I grew up camping. Over the years it morphed from everyone in one big tent, to the kids’ tent and the parents’ tent, to sleeping in a trailer with a shower and refrigerator, but it was still camping to me. We always roasted hot dogs and marshmallows and went on walks and took lots of pictures.
Then I met Husband. He also grew up camping but his family never faltered from the “everyone in tents” phase. So when we went camping together it was an interesting shift for me at first, having gotten used to the padded beds in my parents’ small trailer. Over the years we’ve camped in the mountains, near the beach and in relatives’ backyards.
This past weekend, we attempted our first camping trip as parents. I was extremely hesitant at first, but the people who had invited us had two kids of their own – one 2 years old and the other 5 ½ weeks – and they were gung-ho about spending some time in nature, so I figured if they could do it and get excited about it, Husband and I could handle our 1-year-old together. So, in spite of my trepidations, we packed and planned overnight to join our friends in the mountains for the weekend.
It wasn’t as bad as I thought it was going to be, honestly, and though it didn’t go perfectly, I had a good time and learned some things in the process. So, as any good friend would do, I’m passing some of my newfound wisdom on to you.
- When given a choice between their bottle and dirt, the child will choose the latter nearly every time. Accept the fact that some dirt is bound to enter the child’s mouth. More than likely, it won’t hurt them.
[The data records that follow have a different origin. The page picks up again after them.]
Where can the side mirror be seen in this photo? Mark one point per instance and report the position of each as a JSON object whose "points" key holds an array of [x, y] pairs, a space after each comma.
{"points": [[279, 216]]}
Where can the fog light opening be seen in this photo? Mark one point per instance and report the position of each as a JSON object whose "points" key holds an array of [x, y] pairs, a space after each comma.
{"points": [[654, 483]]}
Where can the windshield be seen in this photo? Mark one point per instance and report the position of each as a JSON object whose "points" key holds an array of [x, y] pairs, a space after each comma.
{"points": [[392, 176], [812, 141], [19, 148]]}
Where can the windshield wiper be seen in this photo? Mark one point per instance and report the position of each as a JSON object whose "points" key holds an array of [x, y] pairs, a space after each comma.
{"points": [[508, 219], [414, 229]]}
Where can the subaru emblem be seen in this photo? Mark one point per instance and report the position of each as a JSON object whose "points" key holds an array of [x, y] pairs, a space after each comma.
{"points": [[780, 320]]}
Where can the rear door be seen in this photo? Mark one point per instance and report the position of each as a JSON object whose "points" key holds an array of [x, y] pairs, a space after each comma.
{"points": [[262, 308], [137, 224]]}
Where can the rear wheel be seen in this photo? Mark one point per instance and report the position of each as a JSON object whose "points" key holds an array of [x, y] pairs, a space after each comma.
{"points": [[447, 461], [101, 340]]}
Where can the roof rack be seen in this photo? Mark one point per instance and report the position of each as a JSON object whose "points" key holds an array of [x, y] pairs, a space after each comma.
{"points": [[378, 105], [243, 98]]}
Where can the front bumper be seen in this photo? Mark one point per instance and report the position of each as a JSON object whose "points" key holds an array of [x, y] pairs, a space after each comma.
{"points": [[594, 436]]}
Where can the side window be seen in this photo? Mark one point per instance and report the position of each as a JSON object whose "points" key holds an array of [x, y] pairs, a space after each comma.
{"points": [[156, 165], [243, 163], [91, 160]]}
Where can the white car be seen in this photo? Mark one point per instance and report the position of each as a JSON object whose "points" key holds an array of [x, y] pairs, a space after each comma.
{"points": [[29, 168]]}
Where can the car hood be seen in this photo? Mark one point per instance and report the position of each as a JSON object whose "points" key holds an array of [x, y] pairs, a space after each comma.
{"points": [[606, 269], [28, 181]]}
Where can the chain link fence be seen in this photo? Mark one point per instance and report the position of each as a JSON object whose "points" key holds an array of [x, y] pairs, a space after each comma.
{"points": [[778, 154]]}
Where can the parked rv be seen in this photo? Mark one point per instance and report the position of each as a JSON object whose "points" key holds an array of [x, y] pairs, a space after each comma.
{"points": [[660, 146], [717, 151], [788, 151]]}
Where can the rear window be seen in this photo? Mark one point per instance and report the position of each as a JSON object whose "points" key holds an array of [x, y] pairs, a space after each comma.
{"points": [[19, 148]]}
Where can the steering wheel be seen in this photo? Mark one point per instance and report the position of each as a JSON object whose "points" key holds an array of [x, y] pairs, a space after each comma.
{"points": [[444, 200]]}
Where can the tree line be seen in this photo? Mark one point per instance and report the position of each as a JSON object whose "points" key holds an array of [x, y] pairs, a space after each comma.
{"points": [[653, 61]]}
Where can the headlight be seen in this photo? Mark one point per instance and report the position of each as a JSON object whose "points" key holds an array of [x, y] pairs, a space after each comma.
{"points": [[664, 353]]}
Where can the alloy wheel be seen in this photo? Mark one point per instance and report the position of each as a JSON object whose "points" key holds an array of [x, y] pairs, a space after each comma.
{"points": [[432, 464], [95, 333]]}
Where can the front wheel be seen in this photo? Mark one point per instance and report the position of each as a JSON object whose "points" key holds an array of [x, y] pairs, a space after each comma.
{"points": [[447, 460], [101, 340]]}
- Pack N Plays are extremely handy when the adults are trying to prepare a meal, set up the tents or otherwise occupy both hands. The change in scenery will likely keep the child occupied in the playpen longer than usual.
- Designate some toys as “outside toys,” such as large trucks, bouncy balls, wagons, etc. and take a couple of those camping. That way, when (not “if!”) the toys get dirty, it’s not a big deal.
- Pack clothes that are easy to clean. (You may see a theme here…) Kids manage to get dirty even at home where you more than likely clean regularly, so it’s a given than while out in nature things previously white or of bright colour will be brown before an hour is over.
- If you’re in the mountains, pack LAYERS for each person, especially the children. The early mornings, evenings and nights are frigid at higher elevations, even though the temperature may climb into the 80s or higher during the day. Make it easy to keep the kids warm when needed and cool them off when it gets warm.
- Establish right away that the fire pit is not for playing. Even when there’s no fire going, it is confusing to a child that young to be allowed to play with an object sometimes, and not allowed other times. Ask the child to help you gather small sticks for kindling and stack it near the pit so he/she feels included in the fire-building process, but explain that only adults can put things in the pit.
- If you will be near water, bring a life jacket for each child. Even if you don’t intend to let them go swimming, it’s better to be safe than sorry and have them wear the life jackets even while out on the dock, running along the riverbank, etc.
- Think ahead about where you will be going and plan to introduce your child to his new surroundings. If he is walking, take a walk around the campsite with him (if not, carry him) and have him touch the rough tree bark, poky pine needles or feathery shore grasses. Let him dig his fingers into the sand or dirt. Help him climb onto a rock and feel tall, overlooking the area. This will help him be familiar with his new environment and learn some new textures and words, as well.
- Bring a carrying implement if you intend to do any hiking or walking. I’ve heard more positive things about the Ergo baby carrier than any other kind, but baby backpacks and Baby Bjorns and similar products work, as well. Remember that children don’t have nearly the stamina adults do and will likely need to be carried if the walk is longer than a few minutes.
- Plan for naps. If the child usually takes one two-hour nap in the afternoon or two shorter naps, allow for her to do so if needed. A well-rested child will make for a much happier camping experience.
- Always take snacks. Whether you’re going out on a boat, hiking up the mountain or for a drive around the area, make sure there are baby-friendly munchies readily available.
- If possible, on your first camping trip with Baby, go with friends who don’t have children of their own. This gives you some extra hands, eyes and ears during your experimental trip.
- Be flexible. If things don’t seem to be working out, leave yourself open to returning home after the first night rather than forcing everyone to endure the full-length camping trip while miserable. If that afternoon trip to the beach doesn’t seem to be in the cards, opt to play games at the campsite or go berry picking instead. Allow your plans to change at a moment’s notice and remind yourself you can always try again later.